Jason Holder—Senior Attorney
ATTORNEY ETHICS: How to Make a Bad Situation Worse: Court Sanctions Attorney for Using Hallucinated Cases to Defend Himself Against Motion Alleging Prior Use of Hallucinated Cases
In a cautionary tale for attorneys seeking to use artificial intelligence (“AI”) technology in an effort to save time and money, a New York trial court has sanctioned counsel for relying “upon unvetted AI—in his telling, via inadequately supervised colleagues—to defend his use of unvetted AI.” Ader v. Ader, 2025 N.Y. Misc. LEXIS 7848, at *1, 2025 NY Slip Op 51563(U), 1, 87 Misc. 3d 1213(A), 240 N.Y.S.3d 701 (Sup. Ct. N.Y. County Oct. 1, 2025).
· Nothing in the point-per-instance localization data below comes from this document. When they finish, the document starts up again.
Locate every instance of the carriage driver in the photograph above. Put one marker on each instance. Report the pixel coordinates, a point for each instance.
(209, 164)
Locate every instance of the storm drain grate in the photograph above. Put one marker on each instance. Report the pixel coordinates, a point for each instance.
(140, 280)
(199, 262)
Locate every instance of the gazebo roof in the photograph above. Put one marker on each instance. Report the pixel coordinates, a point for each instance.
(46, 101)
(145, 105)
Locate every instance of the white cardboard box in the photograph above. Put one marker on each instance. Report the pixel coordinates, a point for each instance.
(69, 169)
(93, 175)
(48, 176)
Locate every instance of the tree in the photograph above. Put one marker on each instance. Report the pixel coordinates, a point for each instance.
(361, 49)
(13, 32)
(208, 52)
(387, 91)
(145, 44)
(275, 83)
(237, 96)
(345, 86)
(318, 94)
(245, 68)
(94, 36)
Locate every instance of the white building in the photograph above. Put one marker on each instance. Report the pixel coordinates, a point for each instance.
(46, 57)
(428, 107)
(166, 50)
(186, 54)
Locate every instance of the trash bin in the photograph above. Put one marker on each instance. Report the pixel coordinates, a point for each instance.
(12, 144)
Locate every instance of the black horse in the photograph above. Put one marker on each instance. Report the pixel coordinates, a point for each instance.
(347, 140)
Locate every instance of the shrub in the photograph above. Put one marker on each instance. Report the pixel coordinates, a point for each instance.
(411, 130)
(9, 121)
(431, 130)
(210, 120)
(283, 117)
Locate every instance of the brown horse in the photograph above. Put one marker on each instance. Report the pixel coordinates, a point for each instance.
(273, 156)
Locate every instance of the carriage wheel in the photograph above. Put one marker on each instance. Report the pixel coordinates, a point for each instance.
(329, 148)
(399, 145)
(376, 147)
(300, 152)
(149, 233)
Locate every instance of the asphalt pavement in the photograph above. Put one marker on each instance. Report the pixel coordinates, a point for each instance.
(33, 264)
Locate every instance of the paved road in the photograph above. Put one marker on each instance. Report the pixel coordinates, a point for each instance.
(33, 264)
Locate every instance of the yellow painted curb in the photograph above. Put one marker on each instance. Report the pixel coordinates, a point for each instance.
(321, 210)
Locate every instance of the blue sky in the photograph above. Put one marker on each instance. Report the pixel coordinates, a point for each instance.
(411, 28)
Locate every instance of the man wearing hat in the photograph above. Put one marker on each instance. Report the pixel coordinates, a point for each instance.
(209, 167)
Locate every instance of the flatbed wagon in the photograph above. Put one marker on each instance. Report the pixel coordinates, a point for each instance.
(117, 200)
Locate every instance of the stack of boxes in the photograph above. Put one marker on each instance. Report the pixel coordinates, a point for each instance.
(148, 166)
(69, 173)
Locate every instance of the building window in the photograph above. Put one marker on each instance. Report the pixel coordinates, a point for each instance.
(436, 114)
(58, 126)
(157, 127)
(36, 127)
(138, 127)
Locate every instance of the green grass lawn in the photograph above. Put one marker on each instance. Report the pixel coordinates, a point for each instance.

The initial offense was brought to the court’s attention when the opposition “identified inaccurate citations and quotations in Defendants' opposition brief that appeared to be ‘hallucinated’ by an AI tool.” Id. at *3. Without admitting or denying the use of AI, the offending attorney initially suggested that the passages cited by the opposition “were intended as paraphrases or summarized statements of the legal principles established in the cited authorities.” Id. Rejecting this argument, the court noted that the “paraphrases” included “bracketed terms to indicate departure from a quotation (not something one would expect to see in an intended paraphrase) and comments such as ‘citation omitted.’” Id. at *4. Compounding matters, the cases cited relied upon for the alleged paraphrases of law “did not stand for the propositions quoted, were completely unrelated in subject matter, and in one instance did not exist at all.” Id.